February 16, 2002, 08:47 PM
I read another post that mentioned firelapping. There is also a guy at my gun club that told me he firelapped all of his guns.
Running an abrasive compound down my .223 barrel at 2500 f/s seems like it would accelerate barrel erosion.
Why would you want to do this?

February 16, 2002, 09:20 PM
Here are some barrel thoughts from the late Gale McMillan

My own thoughts are.....if it is a rough barrel AND a lousy shooter, give it a try for you have nothing to lose. If it is a good barrel with a fine finish; why drag rocks through it ?


February 17, 2002, 11:46 AM
I have done it to several of my revolvers and it does make a difference.

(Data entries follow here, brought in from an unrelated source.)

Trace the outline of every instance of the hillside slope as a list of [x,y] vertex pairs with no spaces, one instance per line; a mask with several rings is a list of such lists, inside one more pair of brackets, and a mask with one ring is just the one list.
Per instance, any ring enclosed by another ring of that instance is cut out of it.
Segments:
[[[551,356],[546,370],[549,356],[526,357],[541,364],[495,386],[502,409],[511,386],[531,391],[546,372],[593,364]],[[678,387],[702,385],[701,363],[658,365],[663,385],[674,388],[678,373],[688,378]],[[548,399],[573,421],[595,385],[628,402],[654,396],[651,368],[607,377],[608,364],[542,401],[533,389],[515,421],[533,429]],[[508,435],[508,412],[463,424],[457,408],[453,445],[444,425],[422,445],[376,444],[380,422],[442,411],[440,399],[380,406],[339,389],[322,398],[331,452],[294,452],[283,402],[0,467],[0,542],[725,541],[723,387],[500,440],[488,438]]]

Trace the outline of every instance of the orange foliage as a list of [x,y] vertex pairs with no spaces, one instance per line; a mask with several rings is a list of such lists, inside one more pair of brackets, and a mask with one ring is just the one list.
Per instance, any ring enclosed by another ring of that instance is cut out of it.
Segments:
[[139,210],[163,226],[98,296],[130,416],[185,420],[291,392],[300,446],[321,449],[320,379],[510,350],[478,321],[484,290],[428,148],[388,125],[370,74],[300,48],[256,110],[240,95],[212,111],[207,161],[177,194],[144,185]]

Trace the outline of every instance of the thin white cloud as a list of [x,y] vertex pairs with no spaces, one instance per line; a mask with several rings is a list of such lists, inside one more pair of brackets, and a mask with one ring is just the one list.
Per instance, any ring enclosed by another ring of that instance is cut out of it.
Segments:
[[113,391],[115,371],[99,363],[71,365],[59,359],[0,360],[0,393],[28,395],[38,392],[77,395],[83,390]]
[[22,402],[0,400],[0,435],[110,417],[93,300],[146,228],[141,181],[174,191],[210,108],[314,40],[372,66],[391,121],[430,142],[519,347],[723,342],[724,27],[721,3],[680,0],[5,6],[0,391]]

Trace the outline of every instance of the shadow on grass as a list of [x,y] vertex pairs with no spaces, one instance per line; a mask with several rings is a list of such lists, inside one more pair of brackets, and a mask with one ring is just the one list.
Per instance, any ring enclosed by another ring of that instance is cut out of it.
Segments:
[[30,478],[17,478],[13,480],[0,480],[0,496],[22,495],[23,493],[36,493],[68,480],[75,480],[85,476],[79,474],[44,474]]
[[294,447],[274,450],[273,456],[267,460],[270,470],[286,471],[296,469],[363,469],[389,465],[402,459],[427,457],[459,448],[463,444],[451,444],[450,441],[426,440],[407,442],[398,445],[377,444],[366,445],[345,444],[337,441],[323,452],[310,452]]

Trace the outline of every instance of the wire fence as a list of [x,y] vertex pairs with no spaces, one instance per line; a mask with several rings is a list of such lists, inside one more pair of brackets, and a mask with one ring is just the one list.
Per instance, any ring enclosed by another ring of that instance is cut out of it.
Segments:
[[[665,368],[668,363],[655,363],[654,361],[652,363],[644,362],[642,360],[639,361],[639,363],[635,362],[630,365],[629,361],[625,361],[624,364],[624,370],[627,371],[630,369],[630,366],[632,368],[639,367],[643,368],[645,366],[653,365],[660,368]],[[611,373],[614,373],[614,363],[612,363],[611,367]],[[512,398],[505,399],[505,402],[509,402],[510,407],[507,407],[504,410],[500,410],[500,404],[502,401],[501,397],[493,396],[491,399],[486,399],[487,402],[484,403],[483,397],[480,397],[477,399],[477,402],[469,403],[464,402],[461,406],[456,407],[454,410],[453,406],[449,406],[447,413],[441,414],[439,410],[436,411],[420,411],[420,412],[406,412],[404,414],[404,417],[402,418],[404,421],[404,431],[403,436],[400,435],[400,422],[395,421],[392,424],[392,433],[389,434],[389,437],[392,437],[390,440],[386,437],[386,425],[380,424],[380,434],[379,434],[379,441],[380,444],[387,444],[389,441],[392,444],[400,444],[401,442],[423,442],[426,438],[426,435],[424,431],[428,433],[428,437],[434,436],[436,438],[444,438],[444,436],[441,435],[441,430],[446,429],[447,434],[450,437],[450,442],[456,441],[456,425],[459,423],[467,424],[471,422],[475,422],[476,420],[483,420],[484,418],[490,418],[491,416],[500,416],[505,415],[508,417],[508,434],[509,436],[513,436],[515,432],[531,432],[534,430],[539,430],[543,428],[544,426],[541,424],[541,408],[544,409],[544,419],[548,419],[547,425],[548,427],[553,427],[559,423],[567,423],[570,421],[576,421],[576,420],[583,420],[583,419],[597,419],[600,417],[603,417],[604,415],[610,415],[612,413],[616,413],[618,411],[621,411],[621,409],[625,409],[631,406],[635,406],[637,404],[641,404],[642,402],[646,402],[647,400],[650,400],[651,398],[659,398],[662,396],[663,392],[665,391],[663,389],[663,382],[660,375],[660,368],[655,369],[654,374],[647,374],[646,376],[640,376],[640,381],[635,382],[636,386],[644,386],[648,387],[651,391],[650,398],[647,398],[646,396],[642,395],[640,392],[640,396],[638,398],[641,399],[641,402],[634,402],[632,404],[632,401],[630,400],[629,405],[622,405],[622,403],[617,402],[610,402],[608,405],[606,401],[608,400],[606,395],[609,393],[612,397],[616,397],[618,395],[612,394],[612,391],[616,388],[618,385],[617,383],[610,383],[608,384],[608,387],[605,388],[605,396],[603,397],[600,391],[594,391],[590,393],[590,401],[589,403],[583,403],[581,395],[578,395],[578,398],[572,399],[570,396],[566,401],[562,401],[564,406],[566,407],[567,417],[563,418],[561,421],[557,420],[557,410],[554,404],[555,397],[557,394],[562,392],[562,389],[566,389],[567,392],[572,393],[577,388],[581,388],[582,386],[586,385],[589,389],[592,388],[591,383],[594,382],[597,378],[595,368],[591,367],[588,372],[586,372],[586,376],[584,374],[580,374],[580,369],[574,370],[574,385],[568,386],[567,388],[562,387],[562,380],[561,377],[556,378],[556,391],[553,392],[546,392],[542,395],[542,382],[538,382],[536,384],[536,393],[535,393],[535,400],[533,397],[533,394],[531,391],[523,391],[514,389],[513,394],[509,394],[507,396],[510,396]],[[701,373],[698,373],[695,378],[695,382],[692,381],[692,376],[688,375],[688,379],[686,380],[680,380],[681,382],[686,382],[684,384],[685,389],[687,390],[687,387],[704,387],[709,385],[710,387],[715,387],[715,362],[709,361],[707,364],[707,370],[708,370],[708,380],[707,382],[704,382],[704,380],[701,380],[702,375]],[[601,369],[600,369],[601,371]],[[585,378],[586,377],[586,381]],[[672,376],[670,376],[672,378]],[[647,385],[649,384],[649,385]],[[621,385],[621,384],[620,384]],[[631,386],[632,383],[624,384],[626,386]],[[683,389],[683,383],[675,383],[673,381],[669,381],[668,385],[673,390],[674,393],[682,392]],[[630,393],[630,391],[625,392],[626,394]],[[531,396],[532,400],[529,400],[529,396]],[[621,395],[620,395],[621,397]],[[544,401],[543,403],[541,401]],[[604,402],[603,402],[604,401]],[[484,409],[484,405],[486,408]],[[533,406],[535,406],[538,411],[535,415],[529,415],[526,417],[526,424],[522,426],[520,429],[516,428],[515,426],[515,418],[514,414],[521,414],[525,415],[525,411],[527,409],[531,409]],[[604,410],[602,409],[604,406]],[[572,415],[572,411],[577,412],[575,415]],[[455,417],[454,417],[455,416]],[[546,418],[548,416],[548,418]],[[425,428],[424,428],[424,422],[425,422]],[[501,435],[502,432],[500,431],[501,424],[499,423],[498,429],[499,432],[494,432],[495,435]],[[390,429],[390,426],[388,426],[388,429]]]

The only thing is, you dont push them that fast.

Guns and Ammo did an article on it several years ago.

I did my .44 Colt Anaconda and I only used about 3 grains of unique. You could see the bullets coming out of the barrel.

I took some 245 LSWC's that were unsized and rolled them in lapping compound. I then shot them.

It polishes up the barrel. It did an exellent job and the revolver had much less tendency to leadup when shooting cast bullets. It also makes it sooo much easier to clean.

If you decide to do it, make sure you clean the barrel very well before you shoot regular loads in it. For comparison, shoot some groups on paper before and after you lap. You might be pleasantly surprised.

In case you are wondering...

When any barrel is rifled , the process leaves small burrs in the barrel and imperfections in the barrel. These burrs are eventually worn out and smoothed up by bulletts passing over them. You may have heard that a rifle or pistols shoots "better" after a few hundred rounds. Some people call this shooting a rifle "IN". By firelapping, all you are doing is accelerating the process. You are smoothing the imperfections out by lapping the barrel with unsized bullets. You are essentially using the gun itself to lap the barrel. Its a whole lot easier and takes less time than doing it by hand. Its important to remember that the bullets need to travel as slow as they can and still make it out the barrel. Then the gun needs to be cleaned very well. My .44 barrel looked like it had a mirror finish in it after I did mine. It also makes it more accurate because the burrs arent shaving pieces of lead so much.

Personally, Ive never had anything but good results from doing it.

Remember that it's important not to get carried away with this. You just want to remove the burrs,not shave the edges off of the rifleing. If you do it too much you are removing the service life out of the barrel. If you have a production barrel you may see more results than in a custom barrel which are held to tighter tolerances and better production methods.

February 18, 2002, 04:11 PM
I don't think that will be an issue for me as all of my guns have at least 500 rounds through them. With the exception of mt AR. It has a chromed barrel and I don't think I'll "ruin" that one unless I'm shooting.

Badger Arms
February 18, 2002, 09:11 PM
My feeling is that it will accelerate erosion in the forcing cone area. There is also a danger of the abrasive imbedding in the bore. I don't think it will hurt the gun that much if it's shot out, has a rough bore, or is difficult to clean. When I put together a sporter rifle in .358, I ran a jag with a patch soalked with lapping compound through the bore several times. After Cleaning it and repeating the process a few times, I noticed that it was considerably easier to get the patch through the barrel. Once chambered and cut to length, I treated the bore with Tetra-Oil per their instructions. You'd think the barrel was made of Teflon. Nothing sticks to it. The rifling still looks sharp. The barrel did look like a mirror at first but has dulled a bit. Accuracy is superb.

Three advantages to fire-lapping IMHO:

1- Easier cleaning.
2- More consistant accuracy and velocity.
3- It's easy.

Again, like other's have said, if your gun shoots fine without it and isn't a bear to clean, don't mess with it.